Looking at the top hundred most common rhyming words, the following are distinctly Scottish
ken, oot, hame, nicht, heid, doon, mair, toon, noo, roon, sicht, deid, richt, doot, stane, licht, wean, aw, haun, sark, een, awa, gaun, wrang, hert, claes, watter, ava, cloot, aboot, hoose, bricht, dae, sair, roond, thegither, ee, ye, thocht, bide, ain, flair, oan
Forty three are distinctly Scottish, fifty seven are shared with English, giving an Englishness score of 57%
Data processing
This survey of the rhyming words gives us the following table of datapoints:-
We can sling them all onto a graph, please excuse the X-axis:-
The three lines showing top 10, top 25 and top 100, behave in a similar manner, a high English percentage of around 80% between 1700 and 1799, and a lower Englishness of around 50% in the years since 2000. The Blue line for the Top 10 words jumps around a lot compared to the Top 25 and Top 100. If we ignore the Top 10 line then the same trend is observable.
We might believe that this shows undeniably that the Scots language, with respect to rhyming words, has become less similar to English over the last three centuries, and our twitter commentator at the start of the article was mistaken.
Conclusions
However, I reckon we might be mistaken here. If we chop up the graph, ignoring the first datapoints covering 1700 to 1799, and ignoring the Top 10 words, because they are so volatile:-
The orange line, representing the top 100 most common rhyming words, is flat, its around 60% and has been stable for the last 220 years.
I reckon that framed like this, the Modern Scots language, as used by poets between 1800 and 2023 is stable and has a consistent level of similarity with English, with no drift away or closer.

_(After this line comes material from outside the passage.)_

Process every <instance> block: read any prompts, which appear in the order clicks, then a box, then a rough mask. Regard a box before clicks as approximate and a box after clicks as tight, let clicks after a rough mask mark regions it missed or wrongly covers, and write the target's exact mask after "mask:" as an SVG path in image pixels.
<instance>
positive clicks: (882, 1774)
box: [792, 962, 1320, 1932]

We might speculate that those early 18th century poems, from Burns and Fergusson and their contemporaries, were carefully crafted to appeal to English speakers and so less Scottishish than they might otherwise be, and in later centuries a more confident cohort of poets were more comfortable writing in their native Scots tongue.